Alberta Pane gallery is delighted to present the third exhibition of the work of Italo-Austrian artist Esther Stocker at the gallery. The exhibition will associate an original site specific installation with new paintings and sculptures by the artist.
We are proud as well to announce the recent release of the last artist's catalogue, including several texts written by authors such as Monika Machnicki, Gunther Oberhollenzer and Karine Tissot, of whom we propose an extract about the latest installation by Esther Stocker at the Kunsthalle Palazzo in Liestal, Switzerland. […]
“I’ve been fascinated for some time by the imprecision of exactitude: for me rules and confusion are akin. They even form a single thing at times,” Esther Stocker explains.
If we consider the evolution of her output chronologically, the “thing” she is speaking of first took shape in her work in painting. […] In Stocker’s work, there is nothing to connect with one kind of spiritualism or other, as was the case in the painting of Mondrian or Malevich, precursors in the use of the grid motif. Line in Stocker’s art is straight, black or white—in contrast with the background—more or less massive, and unvarying. Whether horizontal or vertical, it plunges from one edge of the support to the other. Crossing a few lines of the same sort, more or less broad, it divides the field of the painting into uniform sections of flat unmodulated paint. That is the underlying grid in all of Stocker’s works. And it is difficult to overestimate the leading role the grid has played in painting and in the painting of this young woman in particular, namely, of drawing attention—with a certain vigor—to the fact that we find ourselves in front of an artificial object with its own characteristics that place it apart from the world of objects. […] In Stocker’s work, it is technically the result of a meticulous application of scotch tape—again, scotch tape, though used this time to protect the canvas and not to draw a line, as in the case of her three-dimensional installations—in a sensitive balance that combines the force of the line with a minimum of gestures, concise, thought out, and enlisted to create a powerful visual impact.
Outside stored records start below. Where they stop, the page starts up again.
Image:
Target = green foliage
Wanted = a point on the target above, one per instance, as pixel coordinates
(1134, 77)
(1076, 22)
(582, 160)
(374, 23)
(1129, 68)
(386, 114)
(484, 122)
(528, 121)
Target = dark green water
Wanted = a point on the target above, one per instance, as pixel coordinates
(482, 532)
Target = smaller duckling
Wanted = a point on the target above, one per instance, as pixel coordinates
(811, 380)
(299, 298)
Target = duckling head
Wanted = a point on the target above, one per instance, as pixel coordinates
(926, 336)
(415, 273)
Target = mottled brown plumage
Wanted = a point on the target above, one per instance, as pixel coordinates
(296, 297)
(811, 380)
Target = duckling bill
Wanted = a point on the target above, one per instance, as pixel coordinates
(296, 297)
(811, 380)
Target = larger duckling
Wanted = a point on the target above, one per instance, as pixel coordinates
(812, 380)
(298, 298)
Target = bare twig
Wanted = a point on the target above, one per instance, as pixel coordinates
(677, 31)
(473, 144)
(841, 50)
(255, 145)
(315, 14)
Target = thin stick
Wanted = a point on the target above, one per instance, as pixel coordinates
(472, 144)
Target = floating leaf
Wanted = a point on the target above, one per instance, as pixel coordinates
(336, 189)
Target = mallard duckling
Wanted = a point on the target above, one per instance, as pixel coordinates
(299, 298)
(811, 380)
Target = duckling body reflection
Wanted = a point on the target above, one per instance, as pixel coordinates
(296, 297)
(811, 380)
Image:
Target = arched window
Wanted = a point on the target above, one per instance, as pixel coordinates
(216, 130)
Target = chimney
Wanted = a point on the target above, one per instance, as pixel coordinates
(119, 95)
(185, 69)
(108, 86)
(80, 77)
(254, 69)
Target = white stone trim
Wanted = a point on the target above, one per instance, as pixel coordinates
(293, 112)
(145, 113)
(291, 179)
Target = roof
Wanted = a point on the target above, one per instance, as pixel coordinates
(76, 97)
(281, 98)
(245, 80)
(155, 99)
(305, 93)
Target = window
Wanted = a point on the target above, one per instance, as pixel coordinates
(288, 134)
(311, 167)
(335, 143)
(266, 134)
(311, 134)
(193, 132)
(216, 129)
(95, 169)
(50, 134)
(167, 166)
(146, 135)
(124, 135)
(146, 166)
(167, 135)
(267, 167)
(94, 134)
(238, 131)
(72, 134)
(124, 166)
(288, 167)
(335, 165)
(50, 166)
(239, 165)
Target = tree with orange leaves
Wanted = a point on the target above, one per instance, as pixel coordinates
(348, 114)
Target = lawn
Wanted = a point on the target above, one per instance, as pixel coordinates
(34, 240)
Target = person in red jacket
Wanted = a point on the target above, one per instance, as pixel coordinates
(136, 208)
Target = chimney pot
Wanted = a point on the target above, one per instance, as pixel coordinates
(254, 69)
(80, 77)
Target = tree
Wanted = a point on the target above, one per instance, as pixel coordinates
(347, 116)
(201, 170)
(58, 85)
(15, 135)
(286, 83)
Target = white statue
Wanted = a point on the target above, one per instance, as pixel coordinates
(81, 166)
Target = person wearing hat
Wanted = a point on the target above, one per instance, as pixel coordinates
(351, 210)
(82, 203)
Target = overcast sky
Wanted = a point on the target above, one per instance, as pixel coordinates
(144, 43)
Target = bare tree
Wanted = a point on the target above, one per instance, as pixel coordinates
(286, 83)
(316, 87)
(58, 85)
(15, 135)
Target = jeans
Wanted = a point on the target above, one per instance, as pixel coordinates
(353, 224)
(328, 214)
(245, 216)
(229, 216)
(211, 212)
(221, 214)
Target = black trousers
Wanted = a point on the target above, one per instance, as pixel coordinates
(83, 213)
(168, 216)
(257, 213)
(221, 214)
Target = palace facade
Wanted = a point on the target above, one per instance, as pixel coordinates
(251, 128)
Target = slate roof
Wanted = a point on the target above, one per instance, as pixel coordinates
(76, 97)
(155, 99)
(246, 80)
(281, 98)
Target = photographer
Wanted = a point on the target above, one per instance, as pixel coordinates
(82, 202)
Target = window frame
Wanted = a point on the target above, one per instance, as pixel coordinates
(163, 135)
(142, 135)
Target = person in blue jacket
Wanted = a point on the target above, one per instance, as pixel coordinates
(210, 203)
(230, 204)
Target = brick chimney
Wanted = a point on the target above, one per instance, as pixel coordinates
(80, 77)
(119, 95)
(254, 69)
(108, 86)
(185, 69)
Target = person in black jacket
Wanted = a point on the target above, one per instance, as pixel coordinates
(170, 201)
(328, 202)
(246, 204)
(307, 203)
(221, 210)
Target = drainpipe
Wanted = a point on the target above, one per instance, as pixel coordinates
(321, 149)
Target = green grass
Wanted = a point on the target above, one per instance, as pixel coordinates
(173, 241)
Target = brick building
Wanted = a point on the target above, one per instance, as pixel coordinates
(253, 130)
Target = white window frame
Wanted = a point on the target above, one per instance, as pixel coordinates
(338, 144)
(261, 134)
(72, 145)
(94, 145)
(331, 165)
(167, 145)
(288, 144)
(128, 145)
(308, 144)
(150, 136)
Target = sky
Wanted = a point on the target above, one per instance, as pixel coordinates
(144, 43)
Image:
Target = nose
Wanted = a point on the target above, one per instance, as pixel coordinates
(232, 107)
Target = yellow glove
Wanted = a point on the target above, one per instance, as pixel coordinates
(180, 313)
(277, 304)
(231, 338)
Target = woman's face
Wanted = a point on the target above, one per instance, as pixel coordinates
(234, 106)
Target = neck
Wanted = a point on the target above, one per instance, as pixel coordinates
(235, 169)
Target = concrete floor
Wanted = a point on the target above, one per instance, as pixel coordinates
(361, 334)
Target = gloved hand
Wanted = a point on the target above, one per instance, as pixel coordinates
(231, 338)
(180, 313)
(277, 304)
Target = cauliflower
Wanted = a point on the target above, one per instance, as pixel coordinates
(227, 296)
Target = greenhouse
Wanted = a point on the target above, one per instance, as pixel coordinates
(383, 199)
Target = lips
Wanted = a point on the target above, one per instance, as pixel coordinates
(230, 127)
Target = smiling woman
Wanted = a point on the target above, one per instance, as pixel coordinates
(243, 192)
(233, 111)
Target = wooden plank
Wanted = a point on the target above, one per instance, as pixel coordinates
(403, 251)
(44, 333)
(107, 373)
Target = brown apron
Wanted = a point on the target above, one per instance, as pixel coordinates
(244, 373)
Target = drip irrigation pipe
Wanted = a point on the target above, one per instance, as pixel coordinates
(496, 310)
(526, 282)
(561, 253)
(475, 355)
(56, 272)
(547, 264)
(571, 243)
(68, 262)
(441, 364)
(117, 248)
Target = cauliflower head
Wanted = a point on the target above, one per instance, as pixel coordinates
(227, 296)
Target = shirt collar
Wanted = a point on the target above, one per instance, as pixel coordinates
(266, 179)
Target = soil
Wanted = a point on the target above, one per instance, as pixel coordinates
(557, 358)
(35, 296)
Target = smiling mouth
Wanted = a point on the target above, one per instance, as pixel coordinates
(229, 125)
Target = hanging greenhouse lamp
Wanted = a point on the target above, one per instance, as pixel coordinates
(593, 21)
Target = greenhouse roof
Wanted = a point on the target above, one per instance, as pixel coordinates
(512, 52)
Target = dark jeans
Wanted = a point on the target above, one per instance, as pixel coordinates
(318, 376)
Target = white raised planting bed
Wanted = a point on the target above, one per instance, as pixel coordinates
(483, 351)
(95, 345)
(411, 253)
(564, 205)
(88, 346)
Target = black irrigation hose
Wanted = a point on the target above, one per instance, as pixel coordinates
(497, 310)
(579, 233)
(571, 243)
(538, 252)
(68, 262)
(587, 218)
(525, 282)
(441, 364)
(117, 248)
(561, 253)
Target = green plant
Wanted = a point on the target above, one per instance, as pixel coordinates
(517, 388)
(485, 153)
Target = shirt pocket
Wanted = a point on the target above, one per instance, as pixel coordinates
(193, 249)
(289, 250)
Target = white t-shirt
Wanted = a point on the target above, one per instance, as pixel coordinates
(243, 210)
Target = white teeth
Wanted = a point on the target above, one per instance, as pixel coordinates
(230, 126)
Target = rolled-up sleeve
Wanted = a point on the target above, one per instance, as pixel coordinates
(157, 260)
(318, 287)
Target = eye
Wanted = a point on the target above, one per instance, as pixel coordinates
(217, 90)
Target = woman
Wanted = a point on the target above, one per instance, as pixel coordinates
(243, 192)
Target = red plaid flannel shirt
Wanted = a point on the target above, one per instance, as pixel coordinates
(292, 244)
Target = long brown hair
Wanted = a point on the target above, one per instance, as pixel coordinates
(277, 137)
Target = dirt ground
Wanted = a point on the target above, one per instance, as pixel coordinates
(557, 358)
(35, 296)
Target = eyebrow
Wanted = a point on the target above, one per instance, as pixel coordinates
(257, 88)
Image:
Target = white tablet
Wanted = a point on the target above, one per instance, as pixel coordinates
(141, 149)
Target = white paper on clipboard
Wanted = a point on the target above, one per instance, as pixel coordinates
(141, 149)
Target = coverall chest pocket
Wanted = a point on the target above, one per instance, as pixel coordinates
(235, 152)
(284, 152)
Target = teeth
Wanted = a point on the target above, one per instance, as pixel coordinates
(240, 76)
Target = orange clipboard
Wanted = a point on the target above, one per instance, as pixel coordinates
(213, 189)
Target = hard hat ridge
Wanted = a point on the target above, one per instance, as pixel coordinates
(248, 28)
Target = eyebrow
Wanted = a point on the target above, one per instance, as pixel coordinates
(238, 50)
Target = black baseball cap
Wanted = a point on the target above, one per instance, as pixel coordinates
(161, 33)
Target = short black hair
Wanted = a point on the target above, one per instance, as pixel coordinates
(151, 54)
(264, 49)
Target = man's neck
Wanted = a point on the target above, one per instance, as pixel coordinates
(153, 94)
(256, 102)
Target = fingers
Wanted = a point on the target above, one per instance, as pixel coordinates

In its deployment, the grid allows the Austrian artist to explode genres. Indeed, how would it be possible to restrictively place her pictures in the register of painting or her installations in that of sculpture? She who calls herself a painter above all has in fact managed to literally quit the frame of the painting and physically enter into a dialogue with all kinds of buildings. […] For some time now three-dimensional space has become an inescapable component of her pieces, in which the presence of a form or sign can prove to be as important and powerful as the absence of form. More complex than meets the eye, her two-color devices can truly colonize the architecture of the venues in which they are shown. In certain situations, the artist interrupts the lines, amplifies them and deconstructs the geometrical forms that are set up on the walls, as well as the floors and ceilings. Viewers then find themselves immersed, at the center of optical illusions in three dimensions whose only function, as the example in Liestal has already made clear, is to reveal the space. […]
Stocker readily talks about “visual noise.” This noise is produced, for example, by the intrusion of the diagonal line as a new dynamic that disrupts the known orthogonality of the grid. More recently, in her sculptural pieces, in which the grid seems to have been crumpled by some giant, the “noise” is that which follows in the imagination from the gesture applied to the painted surface in the hollow of the hand… or which is read, as a result, in the musical score of the distorted lines. […]
Whatever changes are made to the basic grid, they render Stocker’s pieces imperfect, like systems without logic. Those pieces are not always the result of something that is added, but also of something that is taken away. They often come across then like missing families that have apparently disappeared in succeeding layers. For example, one counts three superimposed layers of white squares in the grid decorating the Tonspur passage of Vienna’s Museumquartier before any trace of the black orthogonal lines eventually makes its way through. Fascinated by blanks which constitute gaps, openings or silences, the artist spoke about the long-term installation she recently did in Metz for the Mazelle parking garage opposite the Pompidou Center and explained that “the weft demonstrates that a structure is always something other than the sum of its parts. The illusory character of the motif should awaken the viewer’s curiosity.” […]
In the year 1997, the artist set up a kind of alphabet. And from that initial alphabet there emerges not only a veritable vocabulary but a form of literature. This is all the more obvious in the space when the geometrical system becomes less rigid and other parameters have to be taken into account, like light or the viewer’s movements around the venue. Dictated by a more or less sustained pace, those movements indeed allow one to verify that a spatial geometry cannot be as strict as on a canvas since with movement, it is being endlessly distorted, superimposed, endlessly disappearing and springing back to life… in favor of a variable imagery.